Palantir’s Manifesto Sparks a Global Outcry Over Its Authoritarian and Militaristic Bias

Written on 04/29/2026
Carlos Gonzalez

Palantir’s motto is “Software that dominates.” Credit: Palantir / X

The multinational company Palantir Technologies is facing massive international backlash over its political manifesto, The Technological Republic. The document proposes subordinating civilian innovation to the West’s military objectives through the use of artificial intelligence. Human rights experts describe the proposal as a drift toward technofascism. Meanwhile, the company saw its stock price drop 20% over the last six months despite the ongoing war.

The firm insists Silicon Valley must support national defense, arguing the industry has a moral debt to its enabling country. CEO Alex Karp frames this as necessary realism against advancing rivals. He claims technological strength alone protects liberal freedoms from autocracy.

Architects of hard power and the new digital order

Three key figures designed this structure, which breaks with the mold of traditional Californian progressivism to embrace the military-industrial complex. Peter Thiel, a billionaire investor and political philosopher, views technology as the ultimate tool against the West’s decline. Meanwhile, Alex Karp applies his academic training in philosophy to justify the use of software in modern warfare. Meanwhile, Stephen Cohen, a technical strategist and disciple of Thiel, turned these visions into the most powerful surveillance system on the market.

Through the Artificial Intelligence Platform (AIP), Palantir provides the secure infrastructure required to host Large Language Models (LLMs) within isolated military networks. These models function as automated intelligence processors, parsing real-time battlefield data to identify targets and threats. This software acts as a decision-support engine to accelerate “lethal decisions,” moving the command process from human-speed analysis to machine-speed execution. By proving this stack indispensable in Ukraine, Gaza, and Iran, Palantir has shifted the metric of national power from physical hardware to the sophistication of its computer code.

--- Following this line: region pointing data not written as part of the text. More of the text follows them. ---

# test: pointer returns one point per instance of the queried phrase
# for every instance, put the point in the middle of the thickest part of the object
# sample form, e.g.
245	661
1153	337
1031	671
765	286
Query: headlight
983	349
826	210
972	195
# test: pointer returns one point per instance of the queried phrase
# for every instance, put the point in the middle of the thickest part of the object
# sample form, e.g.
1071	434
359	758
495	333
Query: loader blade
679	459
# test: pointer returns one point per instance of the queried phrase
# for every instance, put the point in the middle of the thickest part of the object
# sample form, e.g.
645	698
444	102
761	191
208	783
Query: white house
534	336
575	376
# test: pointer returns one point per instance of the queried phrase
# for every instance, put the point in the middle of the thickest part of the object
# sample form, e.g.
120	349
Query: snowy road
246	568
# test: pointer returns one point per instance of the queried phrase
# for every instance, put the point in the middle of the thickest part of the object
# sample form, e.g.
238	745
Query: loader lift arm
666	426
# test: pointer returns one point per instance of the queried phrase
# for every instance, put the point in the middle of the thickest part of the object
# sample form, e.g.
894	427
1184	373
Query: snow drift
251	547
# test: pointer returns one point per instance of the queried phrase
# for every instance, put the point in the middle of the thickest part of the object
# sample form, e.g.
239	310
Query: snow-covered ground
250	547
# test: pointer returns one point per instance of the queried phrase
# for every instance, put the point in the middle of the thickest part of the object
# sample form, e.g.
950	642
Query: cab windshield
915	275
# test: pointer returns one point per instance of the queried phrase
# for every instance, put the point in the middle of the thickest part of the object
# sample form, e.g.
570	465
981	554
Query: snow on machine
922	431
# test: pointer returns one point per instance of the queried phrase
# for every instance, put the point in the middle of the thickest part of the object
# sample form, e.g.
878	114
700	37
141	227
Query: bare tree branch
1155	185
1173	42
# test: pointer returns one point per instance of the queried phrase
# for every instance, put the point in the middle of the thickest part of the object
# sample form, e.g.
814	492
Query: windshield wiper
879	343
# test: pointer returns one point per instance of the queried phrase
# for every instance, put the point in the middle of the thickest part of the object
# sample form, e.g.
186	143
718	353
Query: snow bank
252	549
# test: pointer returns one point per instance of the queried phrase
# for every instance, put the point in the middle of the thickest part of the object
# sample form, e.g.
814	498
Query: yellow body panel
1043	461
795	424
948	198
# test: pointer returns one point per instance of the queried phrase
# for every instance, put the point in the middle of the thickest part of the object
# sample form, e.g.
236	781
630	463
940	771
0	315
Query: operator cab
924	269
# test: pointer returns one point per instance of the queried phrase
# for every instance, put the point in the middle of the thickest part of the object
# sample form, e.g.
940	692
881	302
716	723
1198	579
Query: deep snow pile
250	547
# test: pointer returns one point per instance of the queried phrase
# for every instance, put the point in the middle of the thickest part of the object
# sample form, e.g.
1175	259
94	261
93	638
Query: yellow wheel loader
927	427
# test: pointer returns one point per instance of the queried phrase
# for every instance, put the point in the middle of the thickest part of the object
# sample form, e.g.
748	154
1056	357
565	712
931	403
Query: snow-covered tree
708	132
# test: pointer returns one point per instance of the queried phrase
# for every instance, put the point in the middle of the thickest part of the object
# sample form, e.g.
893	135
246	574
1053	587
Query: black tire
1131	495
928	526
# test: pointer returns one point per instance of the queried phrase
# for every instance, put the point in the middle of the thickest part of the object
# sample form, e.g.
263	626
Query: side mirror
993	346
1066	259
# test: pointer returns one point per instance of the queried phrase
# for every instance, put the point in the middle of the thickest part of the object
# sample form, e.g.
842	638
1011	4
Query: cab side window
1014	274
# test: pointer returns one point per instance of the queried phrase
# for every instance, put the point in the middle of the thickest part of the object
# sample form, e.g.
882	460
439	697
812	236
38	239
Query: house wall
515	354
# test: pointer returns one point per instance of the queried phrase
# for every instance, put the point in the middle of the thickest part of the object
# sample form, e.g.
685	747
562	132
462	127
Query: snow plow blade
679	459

The Trojan Horse strategy and state dependency

Experts in digital strategy warn that Palantir does not sell software, but a structure of absolute dependency for governments. The company uses aggressive entry tactics, offering low initial costs to integrate its systems into public administration. After implementation, technical complexity and migration costs ensure recurring, multimillion-dollar contracts. Enrique Dans, professor of Innovation at IE University, notes that this capture of critical infrastructure creates an ‘empire of dependency‘ that is difficult to reverse.

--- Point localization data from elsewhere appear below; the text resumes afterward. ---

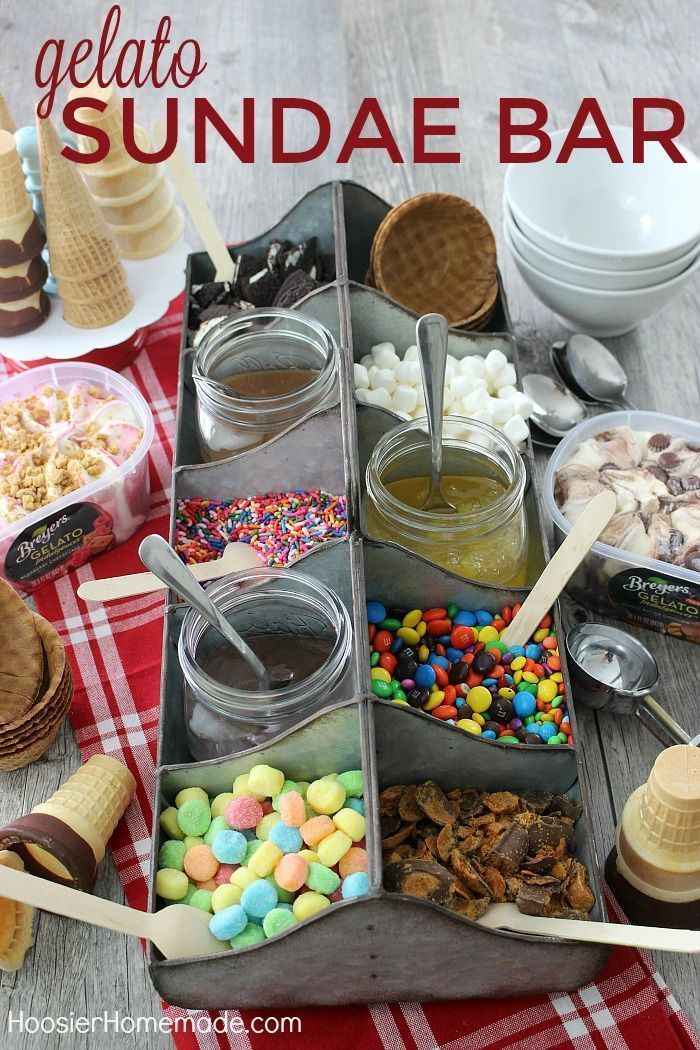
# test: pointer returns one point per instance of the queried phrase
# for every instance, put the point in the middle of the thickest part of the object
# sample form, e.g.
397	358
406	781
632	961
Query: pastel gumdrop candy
291	873
188	793
287	839
351	822
219	803
172	855
292	809
316	828
228	923
229	847
252	935
277	921
353	782
200	863
266	859
308	904
225	896
322	879
354	860
268	822
240	786
194	816
356	885
259	898
325	796
333	847
169	823
171	884
244	812
266	780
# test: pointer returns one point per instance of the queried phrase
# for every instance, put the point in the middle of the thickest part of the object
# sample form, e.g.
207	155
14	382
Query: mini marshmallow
361	377
380	398
382	378
404	399
386	357
495	362
521	404
515	429
472	366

By vertically integrating its tools, Palantir becomes essential to the daily functions of intelligence and healthcare. This centralization gives the company a deeper structural grip on state data than the government itself possesses. Palantir justifies this dominance as the only path to operational efficiency in a big-data world.

Algorithmic opacity and the dilemma of mass surveillance

Gotham is a Palantir platform that autonomously assigns tasks to sensors—from drones to satellites—using AI-driven rules. Its ability to track individuals invisibly sparks fierce resistance from civil society. Amnesty International warns that these technologies facilitate mass deportations through contracts with immigration agencies like ICE. This creates a fundamental dilemma: does operational efficiency justify eroding privacy? Because the software is proprietary, the public cannot audit the biases that cause wrongful arrests.

The concentration of power is a constant cause for alarm among democratic oversight bodies. The firm manages critical infrastructure in allied countries, such as the UK’s healthcare system. However, the company argues that its opacity is a national security requirement to maintain a strategic advantage. Critics point out that this level of control grants a private entity unprecedented political influence.

The end of the Atomic Age and the future of deterrence

Palantir’s vision holds that the era of nuclear deterrence has come to an end, giving way to the hegemony of the algorithm. Consequently, national success no longer depends on advertising clicks, but on the ability to predict insurgencies or manage global crises. Through the integration of massive databases, governments gain the power to impose order on information chaos. Just as nuclear weapons defined the last century, Palantir’s code aims to dictate the balance of power in the future.